In the case $n=k+1$, we have: \begin{align} |z_1 \cdots z_{k+1}| &= |(z_1 \cdots z_k) \cdot z_{k+1}| \\ &= |z_1 \cdots z_k| \cdot |z_{k+1}| \tag{$*$}\\ &= (|z_1| \cdots |z_k|) \cdot |z_{k+1}| \tag{induction hypothesis}\\ &= |z_1| \cdots |z_{k+1}| \end{align} Where throughout, I've freely used basic things like associativity of multiplication. Now, one thing which you have to prove is that $|a \cdot b| = |a| \cdot |b|$; this is what I made use of in $(*)$, with $a= z_1 \cdots z_k$ and $b= z_{k+1}$. This is a standard proof using the definition of absolute value of a complex number, so I'll omit it.

Answer 3

Comments on Induction: It's worthwhile noting that when you write $|z_{1}\cdot z_{2}\cdots z_{k}\cdot z_{k+1}|=|z_{1}\cdot z_{2}\cdots z_{k}\cdot||z_{k+1}|,$ you're actually using the case $|xy|=|x||y|,$ where $x=z_{1}\cdot z_{2}\cdots z_{k}$ and $ y = z_{k+1}$. Can you see where you have to use the assumption now?

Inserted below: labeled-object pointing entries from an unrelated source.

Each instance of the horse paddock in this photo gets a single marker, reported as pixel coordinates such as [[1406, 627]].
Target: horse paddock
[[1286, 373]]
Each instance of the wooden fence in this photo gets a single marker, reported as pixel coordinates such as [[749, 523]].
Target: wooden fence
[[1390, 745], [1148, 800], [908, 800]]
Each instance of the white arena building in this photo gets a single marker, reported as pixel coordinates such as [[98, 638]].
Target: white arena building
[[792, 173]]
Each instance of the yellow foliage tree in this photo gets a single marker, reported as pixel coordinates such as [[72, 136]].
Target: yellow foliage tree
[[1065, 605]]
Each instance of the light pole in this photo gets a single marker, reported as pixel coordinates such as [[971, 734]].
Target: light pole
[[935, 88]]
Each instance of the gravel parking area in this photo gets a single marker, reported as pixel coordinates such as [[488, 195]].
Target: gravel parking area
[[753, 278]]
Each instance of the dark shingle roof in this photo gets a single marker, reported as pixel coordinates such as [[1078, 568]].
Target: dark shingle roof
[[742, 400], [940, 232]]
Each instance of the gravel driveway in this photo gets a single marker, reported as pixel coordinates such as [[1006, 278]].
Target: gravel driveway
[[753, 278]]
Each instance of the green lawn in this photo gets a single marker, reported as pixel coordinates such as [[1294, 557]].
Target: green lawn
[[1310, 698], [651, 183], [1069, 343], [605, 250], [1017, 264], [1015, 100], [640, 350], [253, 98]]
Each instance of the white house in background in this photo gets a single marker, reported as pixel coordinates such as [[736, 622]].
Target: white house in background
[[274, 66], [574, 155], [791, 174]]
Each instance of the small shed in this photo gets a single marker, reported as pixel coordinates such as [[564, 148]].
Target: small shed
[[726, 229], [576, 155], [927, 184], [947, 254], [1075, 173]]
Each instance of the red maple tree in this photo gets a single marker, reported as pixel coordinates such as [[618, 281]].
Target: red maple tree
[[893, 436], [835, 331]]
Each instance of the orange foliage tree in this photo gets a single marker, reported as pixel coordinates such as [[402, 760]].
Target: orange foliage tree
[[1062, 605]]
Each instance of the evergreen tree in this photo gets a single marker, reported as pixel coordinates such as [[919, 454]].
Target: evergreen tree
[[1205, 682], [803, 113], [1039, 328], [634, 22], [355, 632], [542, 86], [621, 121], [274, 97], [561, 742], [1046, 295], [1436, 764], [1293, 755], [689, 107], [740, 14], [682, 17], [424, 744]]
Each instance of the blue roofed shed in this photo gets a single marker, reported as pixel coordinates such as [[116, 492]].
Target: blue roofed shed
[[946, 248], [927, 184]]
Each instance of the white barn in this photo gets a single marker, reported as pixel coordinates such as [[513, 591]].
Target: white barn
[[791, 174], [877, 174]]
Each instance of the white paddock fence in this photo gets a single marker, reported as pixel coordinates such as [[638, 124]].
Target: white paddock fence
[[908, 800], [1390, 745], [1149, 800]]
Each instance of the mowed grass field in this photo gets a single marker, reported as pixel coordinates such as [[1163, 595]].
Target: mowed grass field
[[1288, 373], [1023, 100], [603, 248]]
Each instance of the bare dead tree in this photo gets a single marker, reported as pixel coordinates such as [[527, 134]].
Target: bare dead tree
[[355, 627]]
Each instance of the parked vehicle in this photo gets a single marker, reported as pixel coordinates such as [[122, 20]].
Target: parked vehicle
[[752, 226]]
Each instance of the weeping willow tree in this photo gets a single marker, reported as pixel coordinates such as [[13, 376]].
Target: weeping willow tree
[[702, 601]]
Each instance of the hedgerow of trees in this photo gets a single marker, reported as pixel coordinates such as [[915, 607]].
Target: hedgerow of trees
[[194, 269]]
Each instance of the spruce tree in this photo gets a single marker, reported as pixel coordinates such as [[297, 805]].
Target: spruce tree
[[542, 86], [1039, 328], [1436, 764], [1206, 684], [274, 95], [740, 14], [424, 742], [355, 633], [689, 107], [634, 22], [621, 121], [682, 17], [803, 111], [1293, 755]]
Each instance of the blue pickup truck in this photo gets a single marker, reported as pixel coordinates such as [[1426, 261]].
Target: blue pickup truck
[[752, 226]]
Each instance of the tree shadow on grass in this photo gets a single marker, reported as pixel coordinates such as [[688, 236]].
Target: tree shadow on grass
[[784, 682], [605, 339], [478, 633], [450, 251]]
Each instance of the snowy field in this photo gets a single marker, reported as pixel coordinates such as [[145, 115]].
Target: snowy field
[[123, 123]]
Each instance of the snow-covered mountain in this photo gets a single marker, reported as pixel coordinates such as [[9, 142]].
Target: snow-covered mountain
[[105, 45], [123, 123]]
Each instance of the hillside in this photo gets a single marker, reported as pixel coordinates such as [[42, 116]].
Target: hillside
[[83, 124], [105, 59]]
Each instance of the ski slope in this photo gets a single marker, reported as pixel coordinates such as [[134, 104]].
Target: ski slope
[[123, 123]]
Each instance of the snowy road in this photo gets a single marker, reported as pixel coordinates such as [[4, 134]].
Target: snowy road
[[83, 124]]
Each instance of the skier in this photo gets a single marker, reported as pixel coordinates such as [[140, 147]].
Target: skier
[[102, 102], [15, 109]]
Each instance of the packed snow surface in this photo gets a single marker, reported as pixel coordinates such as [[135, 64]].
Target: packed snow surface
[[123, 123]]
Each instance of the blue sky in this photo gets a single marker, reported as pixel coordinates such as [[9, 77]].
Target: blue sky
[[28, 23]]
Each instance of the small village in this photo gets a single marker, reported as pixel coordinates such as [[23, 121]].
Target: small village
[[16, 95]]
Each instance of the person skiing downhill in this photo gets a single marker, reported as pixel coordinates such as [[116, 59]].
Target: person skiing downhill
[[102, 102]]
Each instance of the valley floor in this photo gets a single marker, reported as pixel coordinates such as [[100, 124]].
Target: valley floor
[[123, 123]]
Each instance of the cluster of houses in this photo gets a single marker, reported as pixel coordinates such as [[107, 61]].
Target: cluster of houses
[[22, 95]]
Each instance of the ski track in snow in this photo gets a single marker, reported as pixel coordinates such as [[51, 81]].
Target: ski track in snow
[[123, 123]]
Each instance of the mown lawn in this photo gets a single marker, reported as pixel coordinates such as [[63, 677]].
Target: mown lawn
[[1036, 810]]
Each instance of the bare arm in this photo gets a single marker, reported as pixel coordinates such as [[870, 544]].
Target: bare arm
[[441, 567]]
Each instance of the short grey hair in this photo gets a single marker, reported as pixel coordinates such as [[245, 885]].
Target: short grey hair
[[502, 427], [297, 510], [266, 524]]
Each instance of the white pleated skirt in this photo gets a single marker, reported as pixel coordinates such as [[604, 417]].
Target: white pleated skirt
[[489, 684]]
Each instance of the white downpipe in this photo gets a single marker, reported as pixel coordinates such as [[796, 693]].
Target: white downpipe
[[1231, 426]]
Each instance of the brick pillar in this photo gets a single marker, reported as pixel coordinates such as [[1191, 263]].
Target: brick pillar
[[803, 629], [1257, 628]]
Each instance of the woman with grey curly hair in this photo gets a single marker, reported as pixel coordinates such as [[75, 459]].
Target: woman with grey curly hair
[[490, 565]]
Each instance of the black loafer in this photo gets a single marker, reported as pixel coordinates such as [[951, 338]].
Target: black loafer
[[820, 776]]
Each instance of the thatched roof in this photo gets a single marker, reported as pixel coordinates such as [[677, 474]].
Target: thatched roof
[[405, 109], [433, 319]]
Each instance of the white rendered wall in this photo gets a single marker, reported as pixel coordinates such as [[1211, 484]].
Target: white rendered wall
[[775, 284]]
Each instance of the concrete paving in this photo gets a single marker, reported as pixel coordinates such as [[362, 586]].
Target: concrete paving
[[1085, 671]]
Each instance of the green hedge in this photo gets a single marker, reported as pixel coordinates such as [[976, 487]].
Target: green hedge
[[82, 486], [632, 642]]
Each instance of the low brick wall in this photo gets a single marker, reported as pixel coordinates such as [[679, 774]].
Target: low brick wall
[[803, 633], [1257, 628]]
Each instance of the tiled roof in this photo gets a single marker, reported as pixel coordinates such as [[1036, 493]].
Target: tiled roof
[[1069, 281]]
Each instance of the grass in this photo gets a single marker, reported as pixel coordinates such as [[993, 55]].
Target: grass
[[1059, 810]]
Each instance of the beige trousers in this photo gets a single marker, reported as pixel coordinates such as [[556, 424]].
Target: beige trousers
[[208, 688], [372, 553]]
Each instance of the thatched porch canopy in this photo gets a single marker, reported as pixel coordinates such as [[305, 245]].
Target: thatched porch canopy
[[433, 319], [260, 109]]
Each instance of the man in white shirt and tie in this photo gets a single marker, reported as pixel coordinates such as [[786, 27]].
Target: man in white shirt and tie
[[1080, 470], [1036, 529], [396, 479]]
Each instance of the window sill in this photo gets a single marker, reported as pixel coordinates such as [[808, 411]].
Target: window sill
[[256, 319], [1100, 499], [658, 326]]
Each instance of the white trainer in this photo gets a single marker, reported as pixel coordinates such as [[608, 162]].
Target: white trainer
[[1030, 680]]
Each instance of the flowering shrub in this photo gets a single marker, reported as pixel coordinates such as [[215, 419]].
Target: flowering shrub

I think that the hardest part to grasp from induction is precisely when to use the assumption (called the hypothesis of induction). Try this one:

If a $1\times 1$ square contains infinite points, then for any natural number $n$, there is a $\displaystyle \frac{1}{2^{n}}\times \frac{1}{2^{n}}$ square inside it that also has infinite points.

Part of the solution:

Base case: cut the square into 4 quarters to create four $\displaystyle \frac{1}{2}\times \frac{1}{2}$ squares. Then at least one of those must have infinite points because otherwise, all of them would have finitely many and that's the whole square.

Hypothesis of Induction: Suppose it's true for some $n$. Meaning, we have managed to find a $\displaystyle \frac{1}{2^{n}}\times \frac{1}{2^{n}}$ square with infinite points inside the original.

How would you get a $ \displaystyle \frac{1}{2^{n+1}}\times \frac{1}{2^{n+1}}$ square? How many of those squares will you get? Why would at least one of them have infinite points? What allows us to say that such infinite number of points exist? How would this help us prove what we wanted to prove?